The group met with U.S. Ambassador Daniel Smith, Israeli Ambassador Arye Mekel and leaders in Athens’ Jewish community. The mission also toured Athens’ Jewish Museum, filled with more than 10,000 rare items from Greek history, and visited the towns of Veria, where a Jewish community has flourished since the 1st century, and Vergina, which boasts the burial site of the kings of Macedon, including the tomb of Philip II, the father of Alexander the Great.
“From our unique vantage point on the ground during our visit, we could better understand the headlines about Greece,” said Barrack. “We learned about the thriving historical Romanoite and Sephardic communities, whose children and grandchildren are now part of a vibrant community struggling with the current economic crisis.”
In addition to interaction with the Greek community, the trip included time for Cabinet members to strengthen bonds and connect with each other.
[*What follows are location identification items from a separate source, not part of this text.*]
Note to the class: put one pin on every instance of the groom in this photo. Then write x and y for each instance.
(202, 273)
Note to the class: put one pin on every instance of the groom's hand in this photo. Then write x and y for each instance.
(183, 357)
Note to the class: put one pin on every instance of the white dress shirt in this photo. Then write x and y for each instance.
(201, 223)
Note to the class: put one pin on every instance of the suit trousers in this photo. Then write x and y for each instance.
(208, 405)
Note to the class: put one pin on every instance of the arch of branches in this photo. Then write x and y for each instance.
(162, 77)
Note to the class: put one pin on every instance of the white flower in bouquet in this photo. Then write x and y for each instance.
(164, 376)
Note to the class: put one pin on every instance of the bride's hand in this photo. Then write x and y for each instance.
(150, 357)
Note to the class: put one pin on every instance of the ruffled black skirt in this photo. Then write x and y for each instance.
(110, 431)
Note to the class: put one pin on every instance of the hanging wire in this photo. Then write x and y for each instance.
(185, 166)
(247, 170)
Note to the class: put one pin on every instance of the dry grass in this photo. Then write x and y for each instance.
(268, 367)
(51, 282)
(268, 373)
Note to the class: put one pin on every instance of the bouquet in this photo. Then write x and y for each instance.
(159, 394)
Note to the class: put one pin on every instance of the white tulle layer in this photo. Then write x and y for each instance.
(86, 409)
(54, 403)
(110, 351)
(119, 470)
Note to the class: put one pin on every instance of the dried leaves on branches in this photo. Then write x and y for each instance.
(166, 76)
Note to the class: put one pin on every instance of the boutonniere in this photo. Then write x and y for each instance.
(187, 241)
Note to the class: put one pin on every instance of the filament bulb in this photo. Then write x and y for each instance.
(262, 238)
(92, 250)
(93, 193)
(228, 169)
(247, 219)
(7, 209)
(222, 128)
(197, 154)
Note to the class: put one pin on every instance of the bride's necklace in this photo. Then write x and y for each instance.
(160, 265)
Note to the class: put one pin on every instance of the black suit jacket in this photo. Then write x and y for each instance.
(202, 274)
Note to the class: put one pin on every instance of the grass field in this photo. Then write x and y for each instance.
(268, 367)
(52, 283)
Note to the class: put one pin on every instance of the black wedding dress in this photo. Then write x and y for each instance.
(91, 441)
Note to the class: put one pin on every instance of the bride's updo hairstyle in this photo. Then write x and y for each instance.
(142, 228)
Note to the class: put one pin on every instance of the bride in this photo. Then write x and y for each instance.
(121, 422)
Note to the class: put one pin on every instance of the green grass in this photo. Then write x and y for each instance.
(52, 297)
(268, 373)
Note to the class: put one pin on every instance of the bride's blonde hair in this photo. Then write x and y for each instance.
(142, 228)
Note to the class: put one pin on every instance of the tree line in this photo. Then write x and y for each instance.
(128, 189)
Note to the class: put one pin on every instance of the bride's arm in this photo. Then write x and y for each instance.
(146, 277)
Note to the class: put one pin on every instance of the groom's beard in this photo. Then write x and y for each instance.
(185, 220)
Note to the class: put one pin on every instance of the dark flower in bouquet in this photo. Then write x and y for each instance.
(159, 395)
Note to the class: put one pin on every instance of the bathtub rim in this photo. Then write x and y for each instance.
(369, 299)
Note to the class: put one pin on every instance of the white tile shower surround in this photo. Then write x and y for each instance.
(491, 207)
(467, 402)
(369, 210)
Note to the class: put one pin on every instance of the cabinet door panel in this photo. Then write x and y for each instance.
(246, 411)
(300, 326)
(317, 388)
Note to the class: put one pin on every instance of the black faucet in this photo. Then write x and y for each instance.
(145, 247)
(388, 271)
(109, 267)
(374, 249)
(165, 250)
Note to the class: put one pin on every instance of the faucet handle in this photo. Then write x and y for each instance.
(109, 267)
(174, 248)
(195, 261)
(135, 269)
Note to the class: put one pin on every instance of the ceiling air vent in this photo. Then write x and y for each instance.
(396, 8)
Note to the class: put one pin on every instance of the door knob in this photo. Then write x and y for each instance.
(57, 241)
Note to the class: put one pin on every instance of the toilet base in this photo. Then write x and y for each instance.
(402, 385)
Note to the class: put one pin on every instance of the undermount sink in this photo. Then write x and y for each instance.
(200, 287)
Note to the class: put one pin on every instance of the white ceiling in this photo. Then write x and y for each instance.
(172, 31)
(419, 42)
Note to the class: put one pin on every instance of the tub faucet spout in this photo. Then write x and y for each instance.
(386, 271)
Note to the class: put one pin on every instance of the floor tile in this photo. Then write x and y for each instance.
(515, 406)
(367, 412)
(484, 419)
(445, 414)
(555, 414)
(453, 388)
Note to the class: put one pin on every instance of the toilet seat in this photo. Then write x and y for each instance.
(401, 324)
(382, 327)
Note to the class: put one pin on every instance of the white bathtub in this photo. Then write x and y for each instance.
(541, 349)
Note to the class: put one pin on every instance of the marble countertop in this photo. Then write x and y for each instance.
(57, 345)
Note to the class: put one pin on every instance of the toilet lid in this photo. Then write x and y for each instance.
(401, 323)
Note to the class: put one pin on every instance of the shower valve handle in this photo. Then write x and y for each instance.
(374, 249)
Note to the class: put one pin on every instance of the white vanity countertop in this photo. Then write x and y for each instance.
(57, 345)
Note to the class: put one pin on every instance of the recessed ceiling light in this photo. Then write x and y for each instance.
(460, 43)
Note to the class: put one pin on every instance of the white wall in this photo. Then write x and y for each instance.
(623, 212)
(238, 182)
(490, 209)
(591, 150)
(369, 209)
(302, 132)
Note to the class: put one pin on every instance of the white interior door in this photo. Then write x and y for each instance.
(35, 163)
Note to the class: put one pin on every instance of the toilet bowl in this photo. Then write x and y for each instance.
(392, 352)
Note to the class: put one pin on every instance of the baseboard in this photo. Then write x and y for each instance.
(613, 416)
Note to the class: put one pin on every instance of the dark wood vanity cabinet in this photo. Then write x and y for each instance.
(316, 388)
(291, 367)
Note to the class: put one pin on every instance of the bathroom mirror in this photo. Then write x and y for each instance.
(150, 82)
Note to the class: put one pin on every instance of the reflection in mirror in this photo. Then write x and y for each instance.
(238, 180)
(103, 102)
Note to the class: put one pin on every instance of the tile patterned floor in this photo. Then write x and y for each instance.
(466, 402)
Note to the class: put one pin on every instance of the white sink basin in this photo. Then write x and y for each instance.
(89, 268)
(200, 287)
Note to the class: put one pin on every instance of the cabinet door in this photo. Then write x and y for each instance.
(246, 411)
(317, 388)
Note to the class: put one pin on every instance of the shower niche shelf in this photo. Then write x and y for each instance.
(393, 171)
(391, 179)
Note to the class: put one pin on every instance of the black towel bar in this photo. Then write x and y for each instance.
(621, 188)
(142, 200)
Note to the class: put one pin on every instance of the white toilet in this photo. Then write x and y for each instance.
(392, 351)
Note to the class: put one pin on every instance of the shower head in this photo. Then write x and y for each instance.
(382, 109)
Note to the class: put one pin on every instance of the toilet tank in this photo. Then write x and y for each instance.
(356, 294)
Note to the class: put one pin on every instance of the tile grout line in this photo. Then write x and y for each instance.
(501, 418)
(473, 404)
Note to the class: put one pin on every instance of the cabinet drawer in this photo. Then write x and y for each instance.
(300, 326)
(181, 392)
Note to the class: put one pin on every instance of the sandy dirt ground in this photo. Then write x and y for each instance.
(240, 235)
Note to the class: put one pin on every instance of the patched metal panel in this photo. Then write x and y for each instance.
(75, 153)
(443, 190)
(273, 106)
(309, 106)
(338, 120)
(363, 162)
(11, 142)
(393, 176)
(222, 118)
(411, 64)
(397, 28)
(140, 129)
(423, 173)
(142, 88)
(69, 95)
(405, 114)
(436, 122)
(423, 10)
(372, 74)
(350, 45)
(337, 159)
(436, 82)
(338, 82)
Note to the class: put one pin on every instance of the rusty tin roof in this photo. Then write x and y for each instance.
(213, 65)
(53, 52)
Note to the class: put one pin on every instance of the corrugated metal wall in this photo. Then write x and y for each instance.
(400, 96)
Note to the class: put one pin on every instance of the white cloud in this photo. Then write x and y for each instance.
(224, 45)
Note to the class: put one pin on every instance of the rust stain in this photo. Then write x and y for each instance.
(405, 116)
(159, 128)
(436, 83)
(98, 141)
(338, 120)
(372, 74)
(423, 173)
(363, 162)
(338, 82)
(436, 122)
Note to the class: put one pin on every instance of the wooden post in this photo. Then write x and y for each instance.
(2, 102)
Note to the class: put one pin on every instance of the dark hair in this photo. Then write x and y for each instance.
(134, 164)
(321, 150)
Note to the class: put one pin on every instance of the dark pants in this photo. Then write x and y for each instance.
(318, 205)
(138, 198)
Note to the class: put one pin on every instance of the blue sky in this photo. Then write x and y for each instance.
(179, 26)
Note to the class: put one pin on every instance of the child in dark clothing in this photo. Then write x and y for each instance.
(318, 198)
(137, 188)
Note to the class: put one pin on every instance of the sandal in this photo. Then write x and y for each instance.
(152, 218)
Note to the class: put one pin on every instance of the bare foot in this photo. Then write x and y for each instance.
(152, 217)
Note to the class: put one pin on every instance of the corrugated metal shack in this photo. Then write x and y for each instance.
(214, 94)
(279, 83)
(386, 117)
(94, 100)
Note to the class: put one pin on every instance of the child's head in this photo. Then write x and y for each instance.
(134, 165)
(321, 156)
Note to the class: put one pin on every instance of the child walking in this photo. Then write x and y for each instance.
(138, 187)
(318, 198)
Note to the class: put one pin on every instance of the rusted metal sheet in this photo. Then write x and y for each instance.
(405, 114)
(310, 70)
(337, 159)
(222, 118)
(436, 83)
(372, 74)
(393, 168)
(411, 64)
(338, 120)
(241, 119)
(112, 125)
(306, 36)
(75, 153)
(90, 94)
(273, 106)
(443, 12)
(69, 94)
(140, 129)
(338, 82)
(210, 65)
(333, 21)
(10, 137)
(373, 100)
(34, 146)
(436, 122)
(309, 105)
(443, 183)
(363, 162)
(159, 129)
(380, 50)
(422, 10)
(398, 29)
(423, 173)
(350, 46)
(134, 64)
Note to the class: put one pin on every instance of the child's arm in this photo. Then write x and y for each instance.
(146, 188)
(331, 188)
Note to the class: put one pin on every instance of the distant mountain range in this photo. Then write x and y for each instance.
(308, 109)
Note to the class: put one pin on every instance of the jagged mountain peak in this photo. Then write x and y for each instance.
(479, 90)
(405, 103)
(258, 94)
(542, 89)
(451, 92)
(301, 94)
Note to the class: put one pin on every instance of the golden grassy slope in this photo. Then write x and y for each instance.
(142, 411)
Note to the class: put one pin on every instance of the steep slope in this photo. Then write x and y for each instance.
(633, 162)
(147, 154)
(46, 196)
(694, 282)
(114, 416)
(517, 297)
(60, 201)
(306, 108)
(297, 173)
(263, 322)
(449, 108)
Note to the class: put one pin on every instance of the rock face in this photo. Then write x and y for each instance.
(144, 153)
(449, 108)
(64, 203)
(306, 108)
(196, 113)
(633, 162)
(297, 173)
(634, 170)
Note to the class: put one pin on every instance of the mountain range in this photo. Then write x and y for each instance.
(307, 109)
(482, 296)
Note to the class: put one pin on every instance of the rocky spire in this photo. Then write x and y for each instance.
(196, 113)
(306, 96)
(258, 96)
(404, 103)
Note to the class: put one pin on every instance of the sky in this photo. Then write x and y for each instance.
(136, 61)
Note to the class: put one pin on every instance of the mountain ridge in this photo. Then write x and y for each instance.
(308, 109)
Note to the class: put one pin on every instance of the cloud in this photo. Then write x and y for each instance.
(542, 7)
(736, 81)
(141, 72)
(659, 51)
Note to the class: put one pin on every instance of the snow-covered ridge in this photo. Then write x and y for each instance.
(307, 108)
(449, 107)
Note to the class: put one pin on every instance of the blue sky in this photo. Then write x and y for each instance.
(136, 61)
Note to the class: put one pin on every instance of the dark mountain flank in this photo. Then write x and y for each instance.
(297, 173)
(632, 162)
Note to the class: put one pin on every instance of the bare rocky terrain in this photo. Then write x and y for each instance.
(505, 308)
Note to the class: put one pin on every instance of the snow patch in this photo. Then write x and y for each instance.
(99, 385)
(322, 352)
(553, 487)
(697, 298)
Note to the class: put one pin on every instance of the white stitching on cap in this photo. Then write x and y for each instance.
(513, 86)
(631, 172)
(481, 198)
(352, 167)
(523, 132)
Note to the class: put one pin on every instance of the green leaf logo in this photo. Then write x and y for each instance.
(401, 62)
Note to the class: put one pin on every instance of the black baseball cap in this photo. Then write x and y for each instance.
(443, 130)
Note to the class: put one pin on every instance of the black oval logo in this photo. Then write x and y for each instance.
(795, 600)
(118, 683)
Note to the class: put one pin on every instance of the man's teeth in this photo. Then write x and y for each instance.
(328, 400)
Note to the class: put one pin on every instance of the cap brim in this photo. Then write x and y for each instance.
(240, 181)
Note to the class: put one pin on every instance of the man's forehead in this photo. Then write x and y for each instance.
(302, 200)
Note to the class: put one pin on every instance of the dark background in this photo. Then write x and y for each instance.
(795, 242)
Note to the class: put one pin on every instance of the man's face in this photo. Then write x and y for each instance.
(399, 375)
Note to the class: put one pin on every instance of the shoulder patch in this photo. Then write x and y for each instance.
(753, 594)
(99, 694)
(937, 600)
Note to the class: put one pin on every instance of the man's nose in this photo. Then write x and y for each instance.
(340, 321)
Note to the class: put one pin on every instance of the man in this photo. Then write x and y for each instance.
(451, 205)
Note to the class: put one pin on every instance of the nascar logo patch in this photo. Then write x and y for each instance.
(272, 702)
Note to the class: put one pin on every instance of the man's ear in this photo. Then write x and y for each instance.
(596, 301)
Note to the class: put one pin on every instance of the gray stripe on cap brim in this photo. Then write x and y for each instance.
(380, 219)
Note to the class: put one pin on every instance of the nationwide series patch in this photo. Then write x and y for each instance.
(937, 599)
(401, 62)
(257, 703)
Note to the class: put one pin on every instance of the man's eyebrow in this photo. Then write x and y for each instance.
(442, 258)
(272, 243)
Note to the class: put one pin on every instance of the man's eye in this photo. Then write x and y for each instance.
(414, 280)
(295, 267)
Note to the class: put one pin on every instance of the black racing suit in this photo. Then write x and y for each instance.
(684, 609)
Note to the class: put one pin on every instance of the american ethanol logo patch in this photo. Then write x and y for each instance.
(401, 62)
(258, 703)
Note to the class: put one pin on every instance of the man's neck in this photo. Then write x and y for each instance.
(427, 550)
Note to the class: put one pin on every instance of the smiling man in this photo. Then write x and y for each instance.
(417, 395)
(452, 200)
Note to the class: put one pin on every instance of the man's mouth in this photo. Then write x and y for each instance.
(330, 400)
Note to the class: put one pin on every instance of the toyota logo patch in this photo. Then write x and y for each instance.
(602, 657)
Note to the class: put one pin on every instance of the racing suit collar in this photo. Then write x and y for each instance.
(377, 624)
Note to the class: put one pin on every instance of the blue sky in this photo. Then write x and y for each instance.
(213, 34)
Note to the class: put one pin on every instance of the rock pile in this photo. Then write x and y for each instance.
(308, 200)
Two Cabinet members even wedded in Athens, in a Jewish ceremony that followed their secular one 17 years ago. “Being with members of Cabinet who are committed to their communities and to the Jewish people are the most inspiring times I have,” said Brian Seymour, a mission participant and Cabinet member from Palm Beach County.
“Is there a future for the Jewish community of Greece? After this week, I say yes,” Seymour added. “The people we have met are resolved. They will survive the economic crisis and they will bounce back. Much like our Cabinet members, the leaders of the Greek-Jewish community, current and future, give me hope for our future and inspire me.”